Jascha Sohl-Dickstein - Adversarial examples transfer from machines to humans
Transcript
I'm Jascha. I'm gonna tell you that adversarial examples transfer from
image models to the human brain. Snd due to time, let's just move on.
One of my personal largest fears about AI in the medium term future is that it will allow targeted
manipulation of people. And I think as the capabilities of the AI increase,
so will the power of the manipulation that can be achieved.
Sometimes I find that I spend, like, two hours straight,
scrolling on Twitter with one finger and I'm like, what did I just do?
Twitter is a dead stupid ML algorithm rearranging pre-existing content.
I think if you were able to generate live the video, audio, and text targeted at my particular brain from my history of online interactions,
I wouldn't stand a chance. I will be as addicted or as outraged or buy whatever
brand of soda you tell me to buy... So I'm really worried about this. I think maybe adversarial examples
provide maybe a motivating example that this kind of extraordinarily targeted control is possible
of a neural system. Here, for instance, you like have a small perturbation you can add to an image which convinces a machine vision
classifier of absolutely anything you want it to believe. In this case that a bear is a truck.
But humans are not artificial neural networks. So does this actually apply to us?
Let's run an experiment. So what we're going to do is...
we actually ran a whole suite of different experimental conditions, but I'm just going to describe one in the, in the talk.
We had subjects look at a screen and we showed them two images and we said,
OK, which of these two images makes you think it's more like a cat?
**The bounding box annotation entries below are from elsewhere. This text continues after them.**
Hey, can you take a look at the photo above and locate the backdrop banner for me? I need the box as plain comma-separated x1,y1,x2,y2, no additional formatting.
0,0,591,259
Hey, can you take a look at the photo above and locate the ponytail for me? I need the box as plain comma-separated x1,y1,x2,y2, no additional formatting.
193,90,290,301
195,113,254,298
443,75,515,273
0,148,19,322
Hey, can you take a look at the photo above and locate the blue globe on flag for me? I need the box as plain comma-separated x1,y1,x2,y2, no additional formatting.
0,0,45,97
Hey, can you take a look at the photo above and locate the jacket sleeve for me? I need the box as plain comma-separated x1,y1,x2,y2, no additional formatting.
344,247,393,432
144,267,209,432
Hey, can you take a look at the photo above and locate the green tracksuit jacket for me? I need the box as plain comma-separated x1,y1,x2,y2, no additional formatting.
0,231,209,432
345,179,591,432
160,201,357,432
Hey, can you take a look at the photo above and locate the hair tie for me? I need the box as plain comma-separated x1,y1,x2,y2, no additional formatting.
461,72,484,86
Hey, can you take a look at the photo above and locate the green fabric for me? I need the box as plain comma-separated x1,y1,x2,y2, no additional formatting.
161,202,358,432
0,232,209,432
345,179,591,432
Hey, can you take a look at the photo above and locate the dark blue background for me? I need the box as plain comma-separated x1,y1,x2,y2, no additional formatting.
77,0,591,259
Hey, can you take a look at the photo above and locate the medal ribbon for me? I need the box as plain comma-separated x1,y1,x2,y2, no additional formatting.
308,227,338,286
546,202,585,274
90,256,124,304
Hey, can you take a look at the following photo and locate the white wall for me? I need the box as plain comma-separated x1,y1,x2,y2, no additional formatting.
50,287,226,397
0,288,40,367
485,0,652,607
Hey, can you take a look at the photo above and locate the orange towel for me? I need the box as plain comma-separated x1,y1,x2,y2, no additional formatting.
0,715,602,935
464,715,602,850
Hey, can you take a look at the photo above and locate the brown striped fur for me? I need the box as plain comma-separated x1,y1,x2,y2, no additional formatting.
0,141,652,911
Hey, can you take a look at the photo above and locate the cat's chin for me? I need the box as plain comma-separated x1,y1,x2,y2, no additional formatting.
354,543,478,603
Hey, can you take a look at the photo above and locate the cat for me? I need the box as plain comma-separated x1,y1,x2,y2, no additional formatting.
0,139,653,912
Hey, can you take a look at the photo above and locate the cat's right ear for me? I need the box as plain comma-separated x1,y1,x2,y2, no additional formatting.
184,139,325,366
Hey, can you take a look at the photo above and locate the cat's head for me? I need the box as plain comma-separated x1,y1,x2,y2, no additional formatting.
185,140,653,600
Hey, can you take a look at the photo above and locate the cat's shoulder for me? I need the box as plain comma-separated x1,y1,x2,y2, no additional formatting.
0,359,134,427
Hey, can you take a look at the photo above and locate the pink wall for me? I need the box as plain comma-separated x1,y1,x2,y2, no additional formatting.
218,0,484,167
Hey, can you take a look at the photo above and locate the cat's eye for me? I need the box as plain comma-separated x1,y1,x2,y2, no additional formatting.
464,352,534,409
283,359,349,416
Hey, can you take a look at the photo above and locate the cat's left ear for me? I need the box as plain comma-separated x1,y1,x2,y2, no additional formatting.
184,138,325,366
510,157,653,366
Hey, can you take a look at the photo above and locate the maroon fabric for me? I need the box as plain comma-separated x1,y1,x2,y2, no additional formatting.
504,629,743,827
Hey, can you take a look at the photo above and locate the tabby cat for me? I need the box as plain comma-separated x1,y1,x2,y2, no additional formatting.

And of course, neither of them is a cat but, but you still, you have to choose one of the two images.
We can try this ourselves. Raise your hand if you think the image on the left looks more like a cat.
OK. And now raise your hand if you think the image on the right looks more like a cat.
So that's actually a surprisingly effective demonstration because I would say there is about 50% more
hands raised for the image on the right.
And in fact, the image on the right has been adversarial perturbed in order to make computer
vision algorithms believe that it is a cat, while,
the image on the left has been adversarial perturbed to make computer vision algorithms think that
it is a truck. I actually am doing better on time. So I'm going to just leave these up for like five seconds.
You can like try to find differences. This is an epsilon equals two perturbation.
Let me just show you our results. The results are that in fact, subtle adversarial manipulations that work on an ensemble
of computer vision algorithms after additional like geometric augmentation transfer to humans. Here, this plot,
the X axis is the perturbation magnitude of the adversarial example. The effect gets stronger,
the larger the perturbation you allow. The image you saw was perturbation magnitude two.
The dashed line is chance performance and the Y-axis is how much we are able to bias human perception.
And you can see even in epsilon equals two, it's like a 2 to 3% bias in in human perception.
This is super cool scientifically maybe because it suggests that there are
even closer and more surprising correspondences between subtle
behaviors of artificial neural networks and the human brain. It's also maybe quite worrying
because it suggests that some of the more sci-fi strong targeted manipulations that we are able to do in order to make artificial
neural networks behave in bad ways also transfer to some degree to the
human brain and the human brain may be susceptible to similar things.
So we should worry more about manipulative superstimuli targeted at us.